Jednak są jeszcze osoby, które żyją i pracują z pasją, szanują każdy wytwór ludzkiej ręki, bo zawiera on część swojego twórcy. Menra – jest osobą o niezwykłej potrzebie tworzenia, tak wielkiej, że czasem aż ją to przerasta, ale jak sama przyznaje - dobrze mi z tą pasją.
Odkąd pamiętam, interesowałam się i podkochiwałam w szeroko pojętej sztuce.
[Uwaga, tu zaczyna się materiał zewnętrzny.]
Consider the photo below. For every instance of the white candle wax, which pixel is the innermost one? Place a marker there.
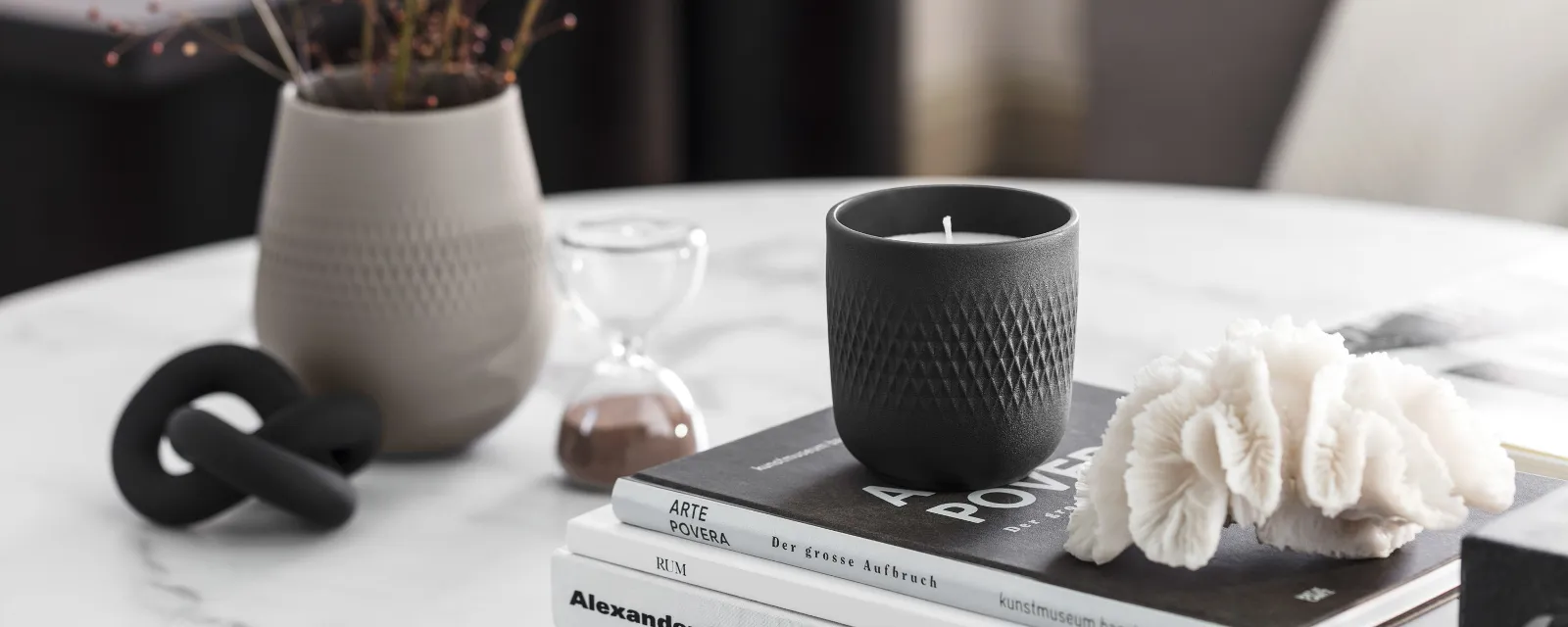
(949, 237)
(963, 237)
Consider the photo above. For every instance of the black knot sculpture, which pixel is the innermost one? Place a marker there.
(298, 459)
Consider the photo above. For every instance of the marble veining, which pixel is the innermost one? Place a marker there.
(466, 540)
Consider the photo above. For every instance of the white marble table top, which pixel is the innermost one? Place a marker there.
(465, 541)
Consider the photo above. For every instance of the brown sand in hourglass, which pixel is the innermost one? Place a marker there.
(609, 438)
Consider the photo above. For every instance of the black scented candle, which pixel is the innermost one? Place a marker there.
(953, 362)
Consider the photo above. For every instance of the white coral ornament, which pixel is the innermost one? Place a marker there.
(1280, 427)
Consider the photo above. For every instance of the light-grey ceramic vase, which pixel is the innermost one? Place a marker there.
(404, 256)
Skończyłam liceum plastyczne a później studia artystyczne, które otworzyły przed mną możliwość wstępu w cudowny świat pracowni - graficznej, ceramicznej i malarskiej. Bycie artystą, rzemieślnikiem, rękodzielnikiem nie jest łatwe i niesie ze sobą wiele trudów, mimo wszystko nigdy nie zamieniłabym tego na nic innego. To cudowny świat magii.
Rękodziełem Menra zajmuje się od kilku lat. Nie jest jej obca praca przy mozaice ceramicznej, modny ostatnio decoupage, haft czy wykonywanie autorskiej biżuterii.
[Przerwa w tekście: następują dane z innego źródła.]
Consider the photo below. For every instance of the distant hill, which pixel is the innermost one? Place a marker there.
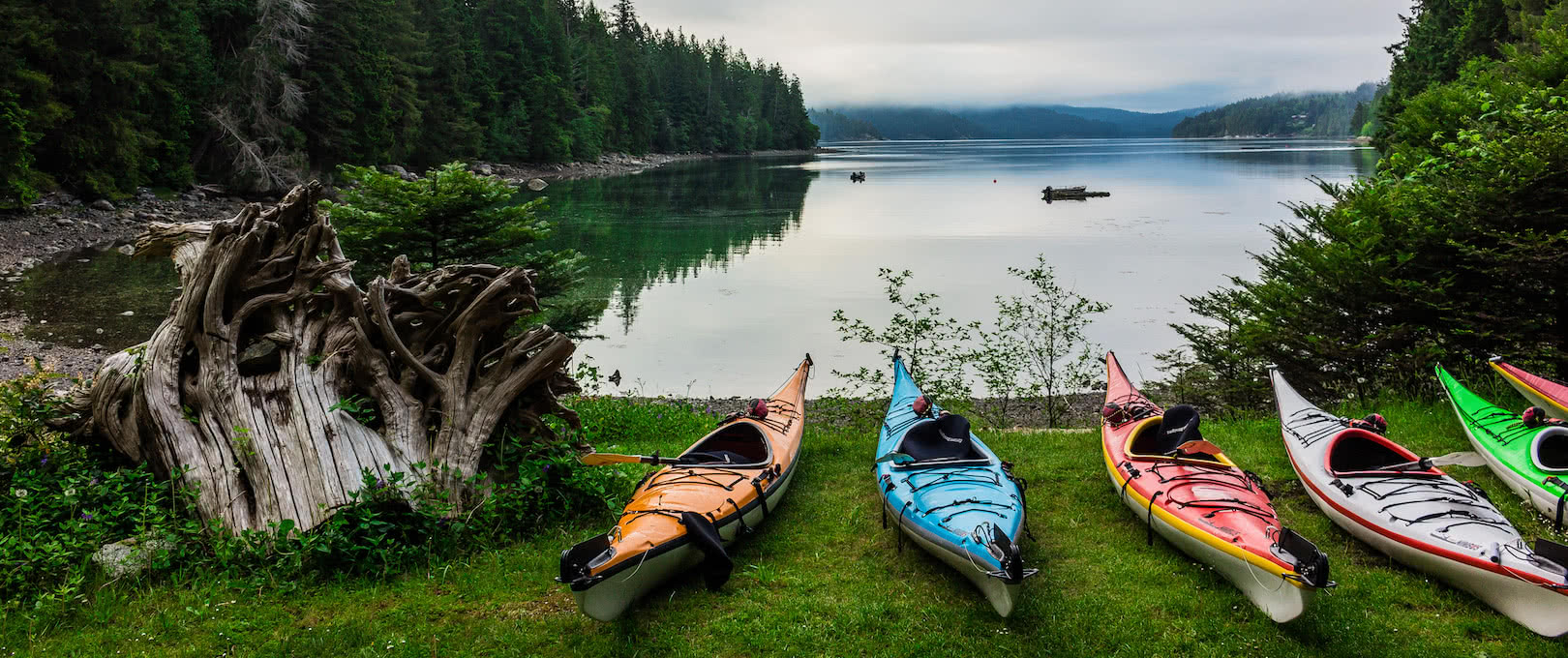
(895, 123)
(839, 127)
(1010, 123)
(1310, 115)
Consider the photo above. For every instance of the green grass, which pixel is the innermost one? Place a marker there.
(822, 577)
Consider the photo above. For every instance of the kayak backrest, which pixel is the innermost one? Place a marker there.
(1357, 450)
(736, 444)
(1162, 435)
(1550, 450)
(945, 437)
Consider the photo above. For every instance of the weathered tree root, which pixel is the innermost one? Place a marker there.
(235, 390)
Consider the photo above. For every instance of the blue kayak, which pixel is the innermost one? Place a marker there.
(949, 493)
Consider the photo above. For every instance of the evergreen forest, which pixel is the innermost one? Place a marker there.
(1307, 115)
(104, 96)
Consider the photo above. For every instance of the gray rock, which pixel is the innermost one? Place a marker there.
(260, 356)
(128, 556)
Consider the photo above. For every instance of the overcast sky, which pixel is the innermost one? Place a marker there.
(1131, 53)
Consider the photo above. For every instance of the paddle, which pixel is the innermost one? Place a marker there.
(612, 458)
(1468, 460)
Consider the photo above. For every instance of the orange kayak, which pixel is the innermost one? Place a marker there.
(682, 516)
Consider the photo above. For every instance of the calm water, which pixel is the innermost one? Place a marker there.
(685, 253)
(717, 276)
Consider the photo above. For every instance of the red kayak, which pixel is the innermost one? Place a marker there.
(1542, 392)
(1189, 493)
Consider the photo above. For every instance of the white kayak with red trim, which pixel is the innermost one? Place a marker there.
(1421, 518)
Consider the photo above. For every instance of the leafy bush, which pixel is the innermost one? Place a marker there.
(1451, 253)
(1034, 349)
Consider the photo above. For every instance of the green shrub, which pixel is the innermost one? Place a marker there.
(1449, 254)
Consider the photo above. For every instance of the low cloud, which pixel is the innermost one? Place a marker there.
(1131, 53)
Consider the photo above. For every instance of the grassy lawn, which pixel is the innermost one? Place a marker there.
(825, 579)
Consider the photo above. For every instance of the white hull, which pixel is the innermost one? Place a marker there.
(1280, 599)
(1462, 554)
(1534, 607)
(612, 596)
(999, 592)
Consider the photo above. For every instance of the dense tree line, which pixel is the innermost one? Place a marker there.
(1314, 115)
(1010, 123)
(103, 96)
(1448, 254)
(837, 127)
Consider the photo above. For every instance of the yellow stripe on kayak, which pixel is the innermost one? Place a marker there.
(1530, 390)
(1193, 531)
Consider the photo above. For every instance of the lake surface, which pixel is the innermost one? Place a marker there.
(717, 276)
(685, 251)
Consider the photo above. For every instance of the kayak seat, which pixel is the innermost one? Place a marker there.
(1180, 425)
(1551, 450)
(945, 437)
(1361, 452)
(733, 444)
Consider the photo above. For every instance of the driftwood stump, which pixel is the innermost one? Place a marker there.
(234, 392)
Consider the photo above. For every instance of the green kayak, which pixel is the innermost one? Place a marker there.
(1529, 460)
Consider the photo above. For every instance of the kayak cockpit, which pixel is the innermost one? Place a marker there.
(1173, 435)
(733, 445)
(1550, 450)
(1358, 452)
(941, 440)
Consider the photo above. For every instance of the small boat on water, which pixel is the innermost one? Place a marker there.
(1415, 513)
(1530, 458)
(950, 494)
(1071, 193)
(687, 513)
(1189, 493)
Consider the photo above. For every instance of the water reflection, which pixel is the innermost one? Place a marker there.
(673, 223)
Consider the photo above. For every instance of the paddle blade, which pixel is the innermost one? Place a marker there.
(612, 458)
(1466, 460)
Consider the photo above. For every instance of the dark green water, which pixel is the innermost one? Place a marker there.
(717, 276)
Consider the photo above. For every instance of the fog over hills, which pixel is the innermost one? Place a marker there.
(1006, 123)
Artystka posiada niezwykłą wprost cierpliwość do wyszywania tysiącami koralików. W efekcie powstają bransoletki czy misterne koralikowe kule do kolczyków a nawet kolie. Koralikowe prace są własnego pomysłu i projektu. Niektóre wykonane przez nią biżuteryjne cacka składają się z kilku tysięcy drobnych koralików! Trochę na przekór używa do tego celu zwyczajnych szklanych koralików by pokazać, że i ze zwyczajności może się zrodzić coś pięknego, jeśli tylko poświęcimy temu czas.